As is to be expected, the database is challenging. Data are not
uniformly available. Some data are available down to the county
level, but other data isn't. For example, hospital readmission rates
are available at the level of "Health Referral Region", which is
typically (always?) much larger than a county. Different localities
have different amounts of data. Prince William County has on the
order of 300 health indicators available, while DC has around 10,000.

Speaking of "indicators", as with any domain, this one has confusing
jargon. There were "indicator descriptions", like "Acute Hospital
Readmission Rate" and "indicators", like "the value in Arlington is
17%". As it was explained to me, the indicator descriptions are the
questions and the indicators are the answers. The answers are
qualified and adjusted in various ways, probably based on whatever
studies they came out of. I suspect that there will be lots of naive
and misleading uses of this data. I hope these automated
applications get some careful review by domain experts.

Using the database affectively requires either familiarity
with the data, or the ability to quickly browse.

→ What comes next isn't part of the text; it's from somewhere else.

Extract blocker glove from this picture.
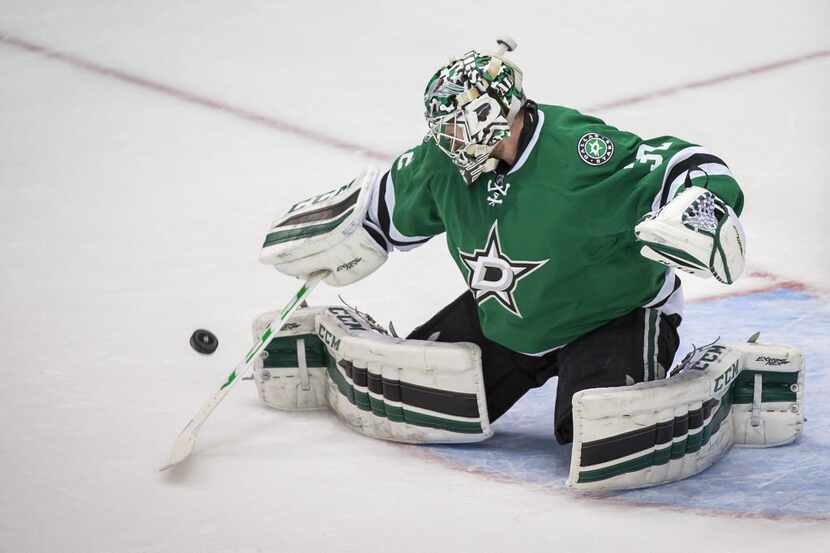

The SOAP interface
to the database is pretty slow and doesn't provide very targeted
queries. For example, there's no way to request one type of indicator
for a locale. You can pick an indicator, and get data for all locales,
or pick a locale and get all indicators for it. Getting all of the
indicators for DC took several minutes. They're working on their
search capabilities, so I'm sure this will improve over time.

These sorts of databases will be used for a variety of
applications and run-time use of the databases will likely prove to be
impractical. Taking snapshots is unattractive, as data will
be out of data. Probably, a download model with update
subscriptions would be a better way to go. In other words,
applications might be well served by downloading a database and either
polling for updates or getting updates sent to them.

We decided to bail on our prototype because we didn't feel the data
was local enough. This was a mistake! We should have finished the
prototype. The actual data didn't matter. The presentation of the
prototype would have been a good time to discuss the issues. Dang.

I wandered over to another team that was working with the same
database. They were working on a system for looking at local policy
decisions based on county government databases and connecting these to
outcomes via the health indicators database. I think this is a cool
idea and they were led by a domain expert who had a pretty definite
idea of what he was trying to accomplish. I'm pretty sure that this
will lead to success.

I was hoping to provide some help because I has gained some
familiarity with the database. Unfortunately, they were bogged down
accessing the database using some Java-based SOAP
interface. Gaaaa. Their Java programmer was obviously good, but he was
still using Java. Most of the developers were just sitting around
waiting for the Java programmer. I tried to explain some of the issues
with the data, but the Java programmer was just too busy hacking
Java. I ended up learning the Google chart API so I could help them
eventually display the data.

I eventually got bored and left early. I wish, in hindsight, I'd
finished the prototype I was working on. Hopefully, this blog will be
useful and make up for this a little bit. :)

I wouldn't mind doing this again, especially if I could hook up with a
team ahead of time. I'd even be willing to finish that prototype if
there was interest. I can't spend too much time on this though, as I
have to many other interesting projects.